Frage: Wie viel Türke und wie viel Deutscher steckt in Ihnen?
Bülent Ceylan:
Im Ausland bin ich mehr Deutscher, wenn ich zum Beispiel in Frankreich ein gescheites Schnitzel will und nur so einen kleinen Happen vorgesetzt bekomme. Da bin ich durch und durch deutsch, ich will ein großes Schnitzel, das über den Teller lappt und fast bis zum Tischnachbarn rüberreicht. Egal, ob’s schmeckt oder nicht: Hauptsache groß und billig (lacht).
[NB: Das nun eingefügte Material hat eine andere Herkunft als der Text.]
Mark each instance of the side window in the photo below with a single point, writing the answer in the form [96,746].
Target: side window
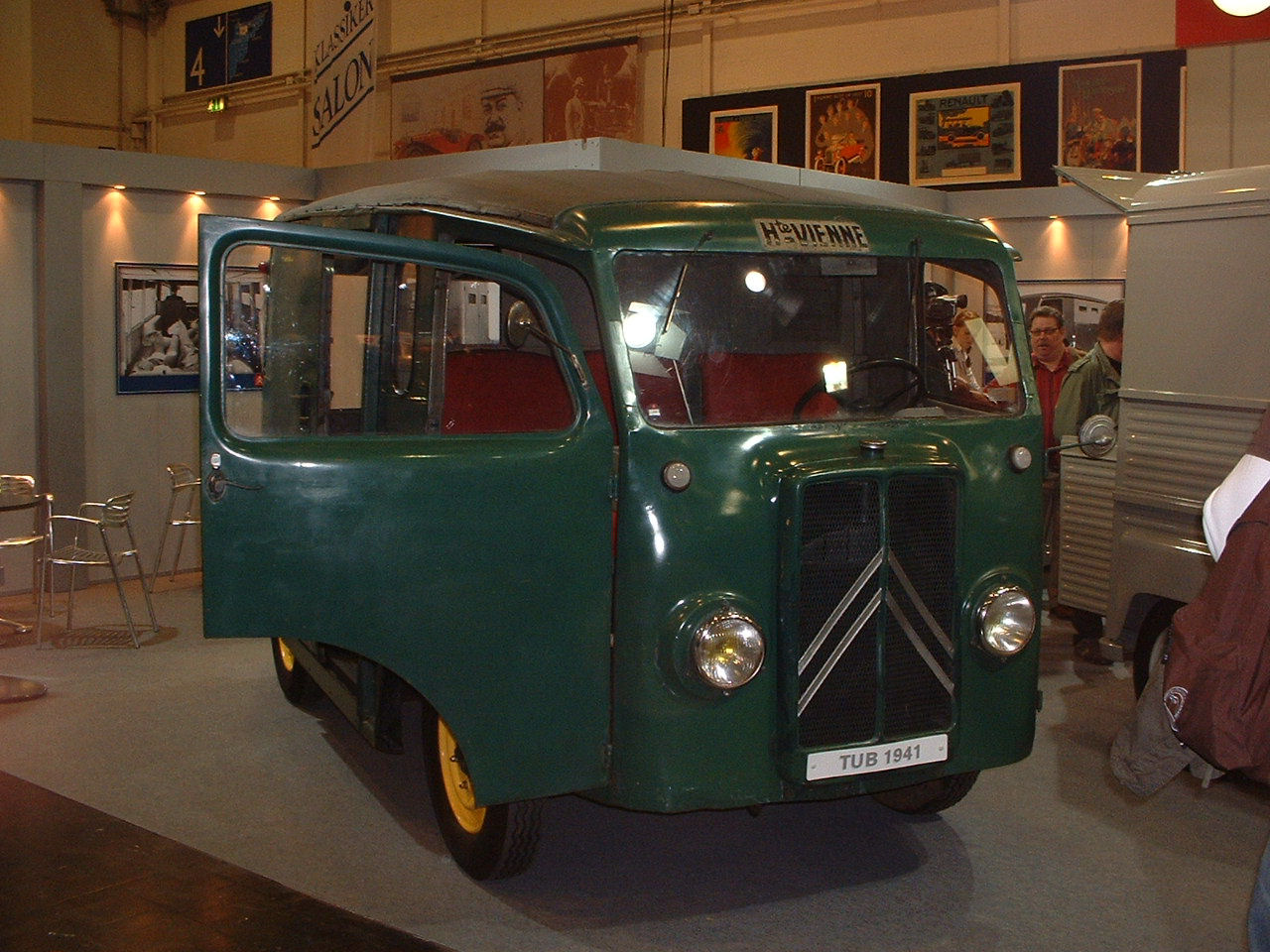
[320,344]
[499,376]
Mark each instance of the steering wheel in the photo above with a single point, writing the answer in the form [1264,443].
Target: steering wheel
[867,403]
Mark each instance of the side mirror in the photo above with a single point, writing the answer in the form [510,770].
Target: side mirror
[521,324]
[1096,435]
[1095,439]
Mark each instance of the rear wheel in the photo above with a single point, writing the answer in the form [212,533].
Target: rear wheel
[486,842]
[1148,647]
[929,797]
[298,684]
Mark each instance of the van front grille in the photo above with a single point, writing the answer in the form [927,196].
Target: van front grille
[875,608]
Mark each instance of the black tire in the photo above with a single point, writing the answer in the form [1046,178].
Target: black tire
[298,685]
[929,797]
[1144,653]
[486,843]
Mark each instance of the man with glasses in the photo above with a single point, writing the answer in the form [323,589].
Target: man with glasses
[1092,386]
[1051,359]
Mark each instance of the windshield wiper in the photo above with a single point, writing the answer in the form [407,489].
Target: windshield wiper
[679,282]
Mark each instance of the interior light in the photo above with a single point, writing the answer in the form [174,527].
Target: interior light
[639,325]
[1241,8]
[834,376]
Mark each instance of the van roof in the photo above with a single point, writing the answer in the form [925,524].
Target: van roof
[1223,190]
[540,198]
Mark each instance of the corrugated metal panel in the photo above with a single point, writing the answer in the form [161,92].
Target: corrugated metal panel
[1084,531]
[1173,453]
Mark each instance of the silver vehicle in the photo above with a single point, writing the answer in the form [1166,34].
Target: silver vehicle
[1194,386]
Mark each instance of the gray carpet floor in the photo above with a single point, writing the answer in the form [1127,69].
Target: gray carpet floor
[191,739]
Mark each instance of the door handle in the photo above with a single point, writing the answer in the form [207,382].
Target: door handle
[217,483]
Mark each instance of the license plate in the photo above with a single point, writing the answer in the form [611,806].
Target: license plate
[880,757]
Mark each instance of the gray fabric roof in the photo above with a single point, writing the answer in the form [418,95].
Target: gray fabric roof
[539,197]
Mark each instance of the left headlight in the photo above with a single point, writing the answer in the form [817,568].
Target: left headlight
[1007,620]
[728,651]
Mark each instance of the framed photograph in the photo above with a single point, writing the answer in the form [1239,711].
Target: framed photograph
[592,93]
[964,135]
[1100,114]
[157,327]
[458,112]
[744,134]
[842,130]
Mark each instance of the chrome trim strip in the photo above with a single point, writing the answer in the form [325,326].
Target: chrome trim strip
[835,615]
[870,611]
[898,613]
[942,636]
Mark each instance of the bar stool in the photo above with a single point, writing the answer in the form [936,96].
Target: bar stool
[185,492]
[111,520]
[19,493]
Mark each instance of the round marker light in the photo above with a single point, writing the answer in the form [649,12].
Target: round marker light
[728,651]
[1007,620]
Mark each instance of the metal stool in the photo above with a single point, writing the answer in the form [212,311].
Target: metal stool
[19,493]
[185,492]
[112,518]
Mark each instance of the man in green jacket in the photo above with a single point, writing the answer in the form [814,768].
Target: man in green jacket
[1092,386]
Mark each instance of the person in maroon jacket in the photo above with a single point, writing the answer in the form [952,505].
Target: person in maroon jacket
[1222,509]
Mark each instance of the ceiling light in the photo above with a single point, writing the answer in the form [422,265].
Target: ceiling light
[1241,8]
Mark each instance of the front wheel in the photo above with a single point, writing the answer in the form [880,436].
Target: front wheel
[929,797]
[486,842]
[298,684]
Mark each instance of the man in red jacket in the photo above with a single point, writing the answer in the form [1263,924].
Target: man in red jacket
[1051,359]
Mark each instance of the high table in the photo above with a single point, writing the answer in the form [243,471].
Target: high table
[19,688]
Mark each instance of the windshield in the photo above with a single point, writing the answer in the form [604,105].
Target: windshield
[738,339]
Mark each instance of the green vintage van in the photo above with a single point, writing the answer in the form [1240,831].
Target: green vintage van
[667,490]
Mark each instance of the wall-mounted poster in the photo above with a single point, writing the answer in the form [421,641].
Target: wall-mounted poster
[842,130]
[744,134]
[157,327]
[592,93]
[1100,113]
[965,135]
[457,112]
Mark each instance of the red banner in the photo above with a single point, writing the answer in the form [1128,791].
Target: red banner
[1202,23]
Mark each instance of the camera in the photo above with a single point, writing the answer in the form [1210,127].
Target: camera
[942,308]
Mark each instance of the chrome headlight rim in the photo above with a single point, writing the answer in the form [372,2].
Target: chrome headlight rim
[710,642]
[1006,619]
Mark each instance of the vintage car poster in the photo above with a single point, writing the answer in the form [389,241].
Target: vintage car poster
[458,112]
[842,130]
[157,327]
[744,134]
[965,135]
[592,93]
[1100,114]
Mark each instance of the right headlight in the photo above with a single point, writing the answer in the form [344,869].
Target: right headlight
[1007,620]
[728,651]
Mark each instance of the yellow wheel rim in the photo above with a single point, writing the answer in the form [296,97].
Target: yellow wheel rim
[458,785]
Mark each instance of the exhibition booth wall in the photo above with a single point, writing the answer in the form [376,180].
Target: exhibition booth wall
[64,231]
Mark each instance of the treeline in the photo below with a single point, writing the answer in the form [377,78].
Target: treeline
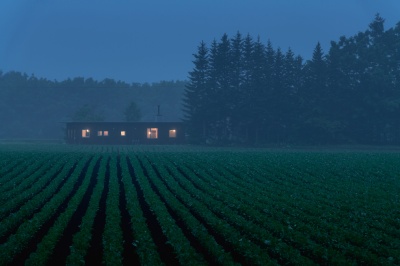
[243,91]
[36,108]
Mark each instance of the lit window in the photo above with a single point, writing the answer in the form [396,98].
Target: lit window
[172,133]
[152,133]
[85,133]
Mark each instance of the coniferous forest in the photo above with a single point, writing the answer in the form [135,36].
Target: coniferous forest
[244,91]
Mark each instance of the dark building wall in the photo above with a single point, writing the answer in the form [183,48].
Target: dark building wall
[135,133]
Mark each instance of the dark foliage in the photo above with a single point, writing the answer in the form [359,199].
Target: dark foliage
[242,91]
[36,108]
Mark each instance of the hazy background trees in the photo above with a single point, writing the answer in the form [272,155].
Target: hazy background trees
[37,108]
[243,91]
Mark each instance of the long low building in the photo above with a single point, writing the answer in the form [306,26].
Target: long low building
[125,133]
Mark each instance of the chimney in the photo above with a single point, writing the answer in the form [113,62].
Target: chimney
[158,116]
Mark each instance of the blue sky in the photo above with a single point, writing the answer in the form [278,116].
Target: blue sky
[153,40]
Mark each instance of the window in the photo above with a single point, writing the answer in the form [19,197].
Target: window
[152,133]
[172,133]
[85,133]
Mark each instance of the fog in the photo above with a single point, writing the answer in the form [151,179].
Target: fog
[57,58]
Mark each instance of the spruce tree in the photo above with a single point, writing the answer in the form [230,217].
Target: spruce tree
[196,104]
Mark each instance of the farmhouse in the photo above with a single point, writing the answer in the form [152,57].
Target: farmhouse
[124,133]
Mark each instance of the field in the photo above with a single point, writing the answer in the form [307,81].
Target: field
[182,205]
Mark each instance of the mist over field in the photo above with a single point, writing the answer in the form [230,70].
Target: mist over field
[253,74]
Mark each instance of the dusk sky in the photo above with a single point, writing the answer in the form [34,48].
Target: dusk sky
[153,40]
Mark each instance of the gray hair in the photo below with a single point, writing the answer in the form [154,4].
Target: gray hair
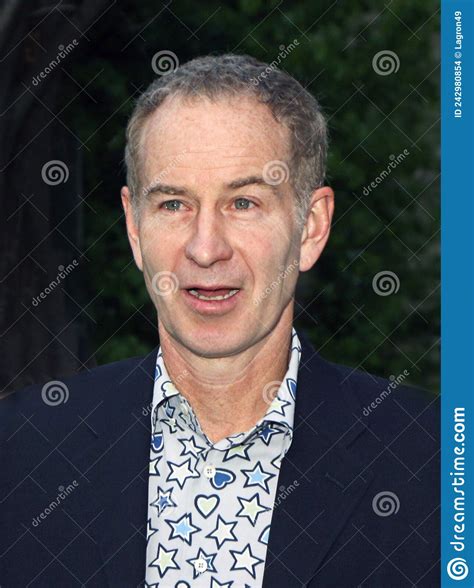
[220,76]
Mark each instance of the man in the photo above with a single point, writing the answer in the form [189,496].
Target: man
[233,454]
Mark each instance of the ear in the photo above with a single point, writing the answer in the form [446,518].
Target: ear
[317,227]
[132,229]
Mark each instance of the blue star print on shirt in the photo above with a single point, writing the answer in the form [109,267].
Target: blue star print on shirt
[210,504]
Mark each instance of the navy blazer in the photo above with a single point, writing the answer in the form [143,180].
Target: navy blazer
[358,492]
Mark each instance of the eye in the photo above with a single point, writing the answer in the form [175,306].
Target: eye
[245,202]
[172,202]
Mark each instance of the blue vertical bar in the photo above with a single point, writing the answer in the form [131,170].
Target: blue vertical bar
[457,268]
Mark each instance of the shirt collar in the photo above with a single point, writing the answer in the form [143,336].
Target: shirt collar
[281,410]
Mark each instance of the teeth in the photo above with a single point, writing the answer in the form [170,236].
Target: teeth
[201,297]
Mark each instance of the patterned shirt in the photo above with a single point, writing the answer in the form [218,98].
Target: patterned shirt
[210,504]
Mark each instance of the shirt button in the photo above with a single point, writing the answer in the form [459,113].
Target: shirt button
[209,470]
[200,565]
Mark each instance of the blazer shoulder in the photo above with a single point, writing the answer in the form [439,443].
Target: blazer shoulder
[56,403]
[388,404]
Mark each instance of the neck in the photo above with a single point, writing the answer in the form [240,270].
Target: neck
[229,395]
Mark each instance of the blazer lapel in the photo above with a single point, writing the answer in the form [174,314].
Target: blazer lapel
[319,483]
[116,467]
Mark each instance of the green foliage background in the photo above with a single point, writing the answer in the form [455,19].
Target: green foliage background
[371,117]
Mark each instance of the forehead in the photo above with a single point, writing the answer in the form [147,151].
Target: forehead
[214,139]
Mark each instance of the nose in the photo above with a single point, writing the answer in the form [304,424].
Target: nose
[208,243]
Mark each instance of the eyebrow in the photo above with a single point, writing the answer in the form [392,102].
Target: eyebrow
[234,185]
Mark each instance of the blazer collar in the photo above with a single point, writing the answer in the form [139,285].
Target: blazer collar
[319,483]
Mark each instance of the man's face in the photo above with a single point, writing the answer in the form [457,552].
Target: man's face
[201,228]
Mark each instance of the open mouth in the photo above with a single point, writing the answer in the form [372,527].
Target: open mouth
[209,294]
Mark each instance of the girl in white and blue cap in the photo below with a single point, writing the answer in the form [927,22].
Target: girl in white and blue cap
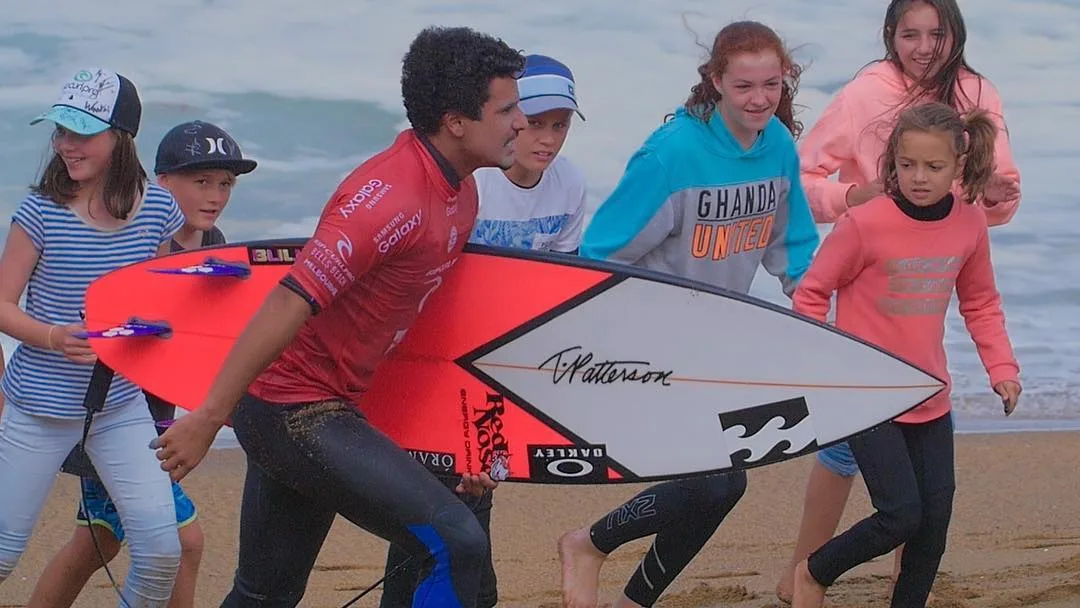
[92,211]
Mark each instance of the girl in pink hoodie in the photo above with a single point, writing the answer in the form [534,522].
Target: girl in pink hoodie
[894,264]
[925,62]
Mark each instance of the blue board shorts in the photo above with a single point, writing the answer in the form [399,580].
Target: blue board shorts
[104,512]
[839,460]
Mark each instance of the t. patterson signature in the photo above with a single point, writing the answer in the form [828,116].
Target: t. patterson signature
[574,363]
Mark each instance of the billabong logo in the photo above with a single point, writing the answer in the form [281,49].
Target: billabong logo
[768,433]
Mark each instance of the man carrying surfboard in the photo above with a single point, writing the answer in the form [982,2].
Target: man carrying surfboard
[294,378]
[538,203]
[198,163]
[711,196]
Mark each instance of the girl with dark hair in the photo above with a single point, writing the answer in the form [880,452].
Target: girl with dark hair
[923,62]
[893,265]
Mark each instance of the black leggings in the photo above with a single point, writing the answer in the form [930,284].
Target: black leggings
[909,474]
[401,583]
[683,513]
[308,462]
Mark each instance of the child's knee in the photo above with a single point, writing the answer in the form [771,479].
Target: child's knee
[9,559]
[12,546]
[92,550]
[902,522]
[158,550]
[191,541]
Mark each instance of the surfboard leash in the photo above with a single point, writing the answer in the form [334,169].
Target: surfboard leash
[100,378]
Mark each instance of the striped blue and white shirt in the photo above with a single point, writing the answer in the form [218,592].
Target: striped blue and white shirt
[72,254]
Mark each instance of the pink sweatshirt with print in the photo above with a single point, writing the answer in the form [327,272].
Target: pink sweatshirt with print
[850,135]
[893,278]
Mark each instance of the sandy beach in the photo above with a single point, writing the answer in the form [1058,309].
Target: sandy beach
[1014,540]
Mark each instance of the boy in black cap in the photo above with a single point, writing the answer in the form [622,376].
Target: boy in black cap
[198,162]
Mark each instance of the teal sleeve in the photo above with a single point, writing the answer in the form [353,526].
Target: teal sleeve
[795,235]
[636,217]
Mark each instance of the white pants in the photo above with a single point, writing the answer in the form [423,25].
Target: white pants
[31,451]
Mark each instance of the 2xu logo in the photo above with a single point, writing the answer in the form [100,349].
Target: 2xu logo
[568,463]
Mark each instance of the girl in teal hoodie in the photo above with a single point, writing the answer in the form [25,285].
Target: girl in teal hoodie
[711,196]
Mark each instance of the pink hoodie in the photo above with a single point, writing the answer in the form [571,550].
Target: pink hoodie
[851,133]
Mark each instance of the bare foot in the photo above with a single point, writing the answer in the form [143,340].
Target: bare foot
[581,569]
[784,584]
[930,597]
[808,593]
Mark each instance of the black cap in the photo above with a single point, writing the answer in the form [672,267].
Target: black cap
[200,145]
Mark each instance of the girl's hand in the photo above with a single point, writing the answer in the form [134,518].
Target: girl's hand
[1000,189]
[76,349]
[1010,394]
[860,194]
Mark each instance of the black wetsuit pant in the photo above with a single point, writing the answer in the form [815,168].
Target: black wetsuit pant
[309,462]
[683,514]
[909,475]
[404,573]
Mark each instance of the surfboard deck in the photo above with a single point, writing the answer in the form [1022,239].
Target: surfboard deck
[550,367]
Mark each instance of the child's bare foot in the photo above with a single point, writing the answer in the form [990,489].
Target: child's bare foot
[581,569]
[807,592]
[785,584]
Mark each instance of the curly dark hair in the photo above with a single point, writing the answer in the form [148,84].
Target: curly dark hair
[448,69]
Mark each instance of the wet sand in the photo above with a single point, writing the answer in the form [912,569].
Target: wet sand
[1014,540]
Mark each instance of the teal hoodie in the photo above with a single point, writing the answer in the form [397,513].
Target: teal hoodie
[693,203]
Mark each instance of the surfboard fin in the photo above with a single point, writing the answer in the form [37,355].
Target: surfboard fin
[134,328]
[211,267]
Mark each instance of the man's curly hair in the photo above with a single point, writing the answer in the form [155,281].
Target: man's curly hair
[448,69]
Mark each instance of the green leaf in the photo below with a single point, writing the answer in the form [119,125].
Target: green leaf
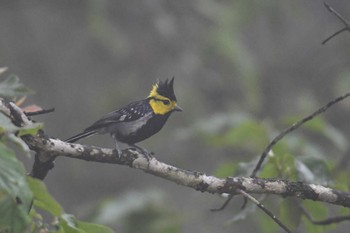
[12,87]
[313,170]
[93,228]
[6,125]
[290,213]
[42,199]
[15,195]
[70,225]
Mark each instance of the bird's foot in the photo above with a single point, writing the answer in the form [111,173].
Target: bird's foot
[148,155]
[118,152]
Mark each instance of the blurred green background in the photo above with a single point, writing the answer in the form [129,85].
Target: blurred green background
[244,70]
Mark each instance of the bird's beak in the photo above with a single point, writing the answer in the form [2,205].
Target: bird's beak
[177,108]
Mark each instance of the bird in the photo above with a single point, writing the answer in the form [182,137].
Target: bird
[137,120]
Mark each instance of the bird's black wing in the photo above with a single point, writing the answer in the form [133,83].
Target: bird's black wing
[130,112]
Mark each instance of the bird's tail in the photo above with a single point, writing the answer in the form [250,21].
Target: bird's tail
[80,136]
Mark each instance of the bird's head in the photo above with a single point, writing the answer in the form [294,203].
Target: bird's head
[162,98]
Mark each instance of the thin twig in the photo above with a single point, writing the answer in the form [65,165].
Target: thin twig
[341,18]
[294,127]
[40,112]
[327,221]
[263,208]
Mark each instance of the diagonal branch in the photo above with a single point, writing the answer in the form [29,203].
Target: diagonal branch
[197,180]
[341,18]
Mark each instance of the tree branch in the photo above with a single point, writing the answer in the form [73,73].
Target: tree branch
[199,181]
[341,18]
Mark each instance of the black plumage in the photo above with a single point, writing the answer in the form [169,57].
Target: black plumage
[134,122]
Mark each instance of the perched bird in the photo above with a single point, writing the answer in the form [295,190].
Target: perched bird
[138,120]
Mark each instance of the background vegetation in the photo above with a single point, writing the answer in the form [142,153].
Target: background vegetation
[244,70]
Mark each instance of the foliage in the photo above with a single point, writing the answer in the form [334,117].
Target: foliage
[297,157]
[21,197]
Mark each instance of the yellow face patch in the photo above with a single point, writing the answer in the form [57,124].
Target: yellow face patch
[160,104]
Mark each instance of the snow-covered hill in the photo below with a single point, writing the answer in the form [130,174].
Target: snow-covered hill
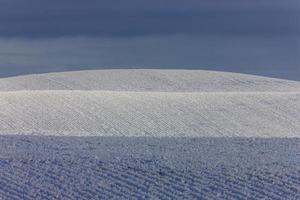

Den Türken in mir entdecke ich immer dann, wenn das Temperament mal wieder hochkocht — das habe ich eindeutig von meinem Vater.

Frage: Die angeblichen Unterschiede zwischen Deutschen und Türken sind jedem geläufig. Gibt’s denn auch Gemeinsamkeiten?
Bülent Ceylan: Aber natürlich, die Türken haben zum Beispiel genau wie die Deutschen einen fatalen Hang zur Depression. Wenn irgendwas schief läuft, wird gejammert und geheult und dann sogar noch eins draufgesetzt mit der wunderbar melancholischen türkischen Musik — erst wenn’s nicht mehr weiter runtergeht, wird wieder Bauchtanzmusik aufgelegt (lacht).

Frage: Bei Ihnen bekommen Minderheiten und Mehrheiten ihr Fett weg, um politische Korrektheit scheren Sie sich weniger. Ist es für einen Komiker heute leichter, frech zu sein, als früher?
Bülent Ceylan:
Auf jeden Fall, da hat sich in den vergangenen Jahren einiges geändert. Wenn ich zum Beispiel heute einen Hitler-Witz mache, dann lacht das Publikum viel freier darüber als früher. Da hat sich in Deutschland doch eine ganze Menge getan, glaube ich.

Frage: Gibt es für Komiker heutzutage überhaupt noch Tabus?
Bülent Ceylan:
Für mich schon, ich mache mich nicht über Behinderte oder kranke Menschen lustig.

Frage: Aber über Mannheimer.
Bülent Ceylan:
Klar, aber das darf ich als Mannheimer ja auch, meine Wurzeln sind mir wichtig. Grundsätzlich gilt: Es wird keiner verschont.